Don’t be impatient for success

“Nothing big starts big,” says Dan Nainan, senior Intel engineer turned comedian. He used to travel the world doing technical presentations with Intel Chairman Andy Grove, but he wasn’t exactly a “natural” on stage.

He took comedy lessons to get over his fear of public speaking. After that, the comedy kind of took off and, since then, he’s performed at several events, including a TED conference and several presidential inaugurations.

He’s successful, but “it took almost two years of full-time work to get my first show,” says Dan. Back then, each $5 ticket sold earned him $1 and he had to hand out flyers in Times Square. It was hard work for low pay, but he persevered.

As for changing jobs and learning new skills, Dan suggests, “If you want to do something difficult, try something even more difficult, and the difficult thing will become less so.”

Let that sink in for a moment. It’s logical advice. In his case, speaking on stage was hard, but it’s even harder to make people laugh. Once he got comfortable with comedy, public speaking came easier.

What about you?
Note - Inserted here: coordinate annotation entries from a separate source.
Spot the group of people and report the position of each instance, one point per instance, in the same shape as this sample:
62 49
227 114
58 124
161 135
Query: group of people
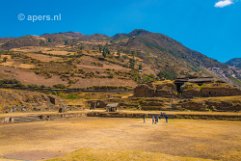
156 118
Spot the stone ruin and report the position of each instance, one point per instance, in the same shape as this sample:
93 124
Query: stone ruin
186 88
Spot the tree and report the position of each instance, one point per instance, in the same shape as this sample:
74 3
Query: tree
132 61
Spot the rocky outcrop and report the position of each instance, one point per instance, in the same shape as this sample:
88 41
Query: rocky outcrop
211 105
156 89
165 89
22 101
144 90
168 89
220 91
189 90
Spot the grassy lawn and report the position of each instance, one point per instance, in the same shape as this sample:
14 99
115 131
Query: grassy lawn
119 139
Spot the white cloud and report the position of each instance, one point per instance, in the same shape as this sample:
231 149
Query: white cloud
223 3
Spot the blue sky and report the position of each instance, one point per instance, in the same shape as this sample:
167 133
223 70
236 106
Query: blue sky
208 26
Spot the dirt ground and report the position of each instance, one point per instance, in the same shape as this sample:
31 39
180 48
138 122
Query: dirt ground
203 139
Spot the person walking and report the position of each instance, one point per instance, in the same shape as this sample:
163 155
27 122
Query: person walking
156 118
166 117
153 119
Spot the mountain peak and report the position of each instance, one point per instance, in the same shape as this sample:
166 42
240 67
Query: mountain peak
138 32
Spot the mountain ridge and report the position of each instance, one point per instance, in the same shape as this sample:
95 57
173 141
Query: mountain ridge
166 57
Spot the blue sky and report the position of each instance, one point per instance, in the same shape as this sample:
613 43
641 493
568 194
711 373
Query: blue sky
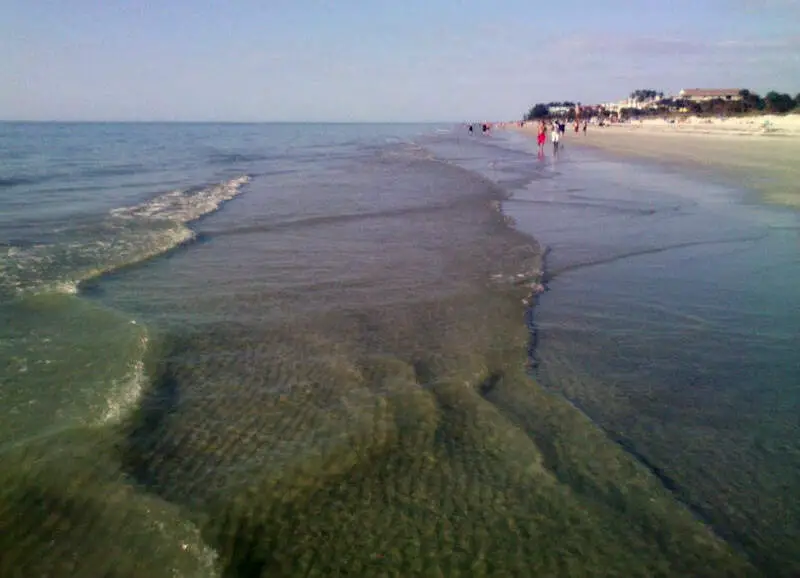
350 60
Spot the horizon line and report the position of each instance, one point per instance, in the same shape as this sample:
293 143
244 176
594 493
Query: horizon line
110 121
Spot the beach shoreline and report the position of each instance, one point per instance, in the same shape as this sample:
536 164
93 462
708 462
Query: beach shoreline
759 160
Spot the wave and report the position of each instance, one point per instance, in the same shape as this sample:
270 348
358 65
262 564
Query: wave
185 206
130 235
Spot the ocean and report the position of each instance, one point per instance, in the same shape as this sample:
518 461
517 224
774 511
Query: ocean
306 349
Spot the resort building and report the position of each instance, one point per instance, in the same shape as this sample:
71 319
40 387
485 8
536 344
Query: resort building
703 94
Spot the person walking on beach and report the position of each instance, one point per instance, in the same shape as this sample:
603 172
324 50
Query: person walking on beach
540 138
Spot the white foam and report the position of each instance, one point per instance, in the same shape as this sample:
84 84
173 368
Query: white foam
125 394
134 234
185 206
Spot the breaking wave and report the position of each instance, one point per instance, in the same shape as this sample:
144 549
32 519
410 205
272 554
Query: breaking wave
128 236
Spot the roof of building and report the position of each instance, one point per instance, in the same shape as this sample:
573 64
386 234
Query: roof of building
710 91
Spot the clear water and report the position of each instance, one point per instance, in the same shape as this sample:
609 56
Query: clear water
292 349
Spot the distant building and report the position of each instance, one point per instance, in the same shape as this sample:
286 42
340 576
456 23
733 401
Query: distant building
702 94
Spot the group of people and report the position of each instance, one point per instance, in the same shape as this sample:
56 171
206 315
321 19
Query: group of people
557 129
485 127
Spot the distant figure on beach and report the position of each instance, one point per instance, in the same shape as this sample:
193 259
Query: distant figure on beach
541 137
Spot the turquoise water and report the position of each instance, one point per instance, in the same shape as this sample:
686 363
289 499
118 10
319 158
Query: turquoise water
249 350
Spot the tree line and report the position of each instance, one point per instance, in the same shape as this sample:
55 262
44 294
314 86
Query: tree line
750 102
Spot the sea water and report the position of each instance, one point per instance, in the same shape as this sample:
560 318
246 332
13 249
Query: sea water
301 349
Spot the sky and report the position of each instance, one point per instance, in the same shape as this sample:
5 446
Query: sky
378 60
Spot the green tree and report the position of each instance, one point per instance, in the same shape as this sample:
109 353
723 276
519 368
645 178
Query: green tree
778 102
538 111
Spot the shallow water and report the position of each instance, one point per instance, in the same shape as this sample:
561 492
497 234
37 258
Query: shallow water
326 374
672 320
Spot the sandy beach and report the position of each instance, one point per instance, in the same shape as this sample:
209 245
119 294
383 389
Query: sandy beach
761 152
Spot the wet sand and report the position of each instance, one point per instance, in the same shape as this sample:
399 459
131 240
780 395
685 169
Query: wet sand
764 162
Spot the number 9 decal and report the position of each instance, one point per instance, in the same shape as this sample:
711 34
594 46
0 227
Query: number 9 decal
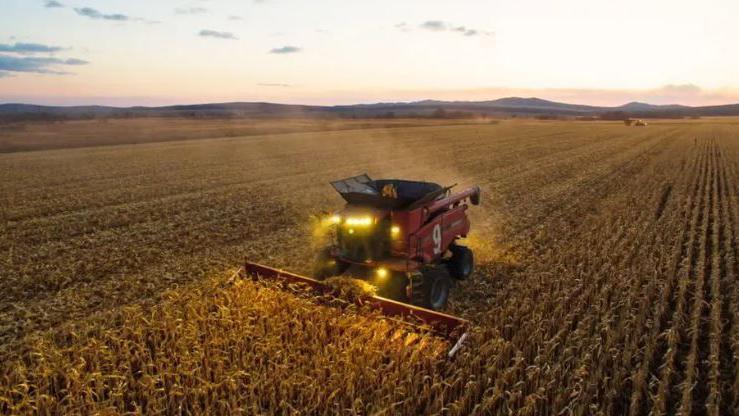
436 235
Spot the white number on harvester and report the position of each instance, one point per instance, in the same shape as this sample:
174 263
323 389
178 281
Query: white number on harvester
436 235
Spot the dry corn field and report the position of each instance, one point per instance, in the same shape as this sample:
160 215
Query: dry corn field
606 279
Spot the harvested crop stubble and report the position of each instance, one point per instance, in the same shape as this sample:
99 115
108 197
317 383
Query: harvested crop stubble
220 349
596 291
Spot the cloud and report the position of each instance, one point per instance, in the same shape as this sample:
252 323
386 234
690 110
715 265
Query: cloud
94 14
442 26
216 34
26 48
40 65
285 50
435 25
190 10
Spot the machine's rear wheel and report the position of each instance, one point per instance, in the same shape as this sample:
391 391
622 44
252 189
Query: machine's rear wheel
462 262
430 288
327 266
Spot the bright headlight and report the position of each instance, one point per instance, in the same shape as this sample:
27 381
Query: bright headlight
358 221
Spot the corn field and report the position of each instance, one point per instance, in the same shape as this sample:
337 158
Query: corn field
605 280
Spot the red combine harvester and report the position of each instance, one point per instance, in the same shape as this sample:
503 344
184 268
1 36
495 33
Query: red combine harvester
401 236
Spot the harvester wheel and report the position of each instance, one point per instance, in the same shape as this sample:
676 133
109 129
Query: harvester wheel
462 262
327 266
430 288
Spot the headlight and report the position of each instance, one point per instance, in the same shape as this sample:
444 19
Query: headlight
358 221
395 231
382 273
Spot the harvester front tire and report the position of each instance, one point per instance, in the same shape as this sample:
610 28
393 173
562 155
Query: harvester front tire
462 263
326 266
430 289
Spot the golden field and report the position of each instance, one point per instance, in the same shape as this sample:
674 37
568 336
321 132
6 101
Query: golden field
605 282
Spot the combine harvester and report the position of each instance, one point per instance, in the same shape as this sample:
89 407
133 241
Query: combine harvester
401 236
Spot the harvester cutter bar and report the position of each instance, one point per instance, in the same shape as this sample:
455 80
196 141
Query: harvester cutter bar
447 326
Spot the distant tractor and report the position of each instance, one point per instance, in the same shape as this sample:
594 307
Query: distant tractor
635 123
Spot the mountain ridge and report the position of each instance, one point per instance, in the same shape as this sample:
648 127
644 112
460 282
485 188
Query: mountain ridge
500 106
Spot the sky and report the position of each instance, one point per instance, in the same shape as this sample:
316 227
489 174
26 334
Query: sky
143 52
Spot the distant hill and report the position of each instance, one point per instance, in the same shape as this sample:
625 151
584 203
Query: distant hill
508 106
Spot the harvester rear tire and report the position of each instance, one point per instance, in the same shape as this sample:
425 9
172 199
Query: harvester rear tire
430 288
327 266
462 263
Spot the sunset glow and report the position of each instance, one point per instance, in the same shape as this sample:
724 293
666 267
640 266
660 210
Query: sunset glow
337 52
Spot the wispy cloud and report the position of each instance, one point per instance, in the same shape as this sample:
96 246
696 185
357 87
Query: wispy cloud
116 17
26 48
285 50
442 26
94 14
37 64
217 34
190 10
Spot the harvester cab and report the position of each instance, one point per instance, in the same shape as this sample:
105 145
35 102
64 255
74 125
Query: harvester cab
402 236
Are the requirements for your dream job a bit out of reach? Try the strategies here.

If these strategies have worked for you before, share your story in the comments!

Charley Mendoza is a freelance business and career writer. She helps business consultants and career professionals attract new clients through copywriting and blogging.

Brazen powers real-time, online events for leading organizations around the world. Our lifestyle and career blog, Brazen Life, offers fun and edgy ideas for ambitious professionals navigating the changing world of work.

5 Comments

  1. Katte

    Well that those tricks worked for them. I have the degree and the experience, but there is always something very specific that I don’t have that let me out of everything I’ve tried. For instance, I applied for a job which required strong management skills and experience which I have, but one of the bullets mentioned “to have experience with violence prevention and police” well, I do have experience in violence prevention from the perspective of gender and no, I don’t have direct experience with police. Nevertheless, my strong experience in management of donor funded projects of more that 15 years was not enough. So, what should I do? lo learn the specifics of every topic of development in order to land a job on project management?
    Thanks for the space to contribute.

  2. ga

    [Back then, “the going price of admission into the career development field was a Ph.D. in Psychology and a skirt,” says Peter.]
    –Oh, we’re crying crocodile tears.

  3. ga

    [“none of them had a Ph.D. in Psychology and not one of them was female,” Peter says.]
    –Exactly. And all yoga teachers are men, too. Funny how that works…

  4. bee

    It’s interesting that three of your four examples are men. Statistically, men are much more likely to be hired for positions they are not fully qualified for. Or as a career advisor once told me, “men are hired for their potential. women are hired for their performance.”

    • Jordan

      I don’t think it’s really that men are hired just for being men, but it’s more of a psychological issue. The social norm has always been for men to work and women to stay at home, or for men to have technical/management jobs and women to have more of a supportive, non-technical role in the work-place. Women are paid less and hired less because society does not give them that same pressure. Really, the opportunities are quite even in the current age- proved both genders have similar qualifications. There are tons of scholarships available for women in technical fields. Also many workplaces are now trying to even the gender ratio. I don’t see why a company would hire a man over a women if a women has better technical skills.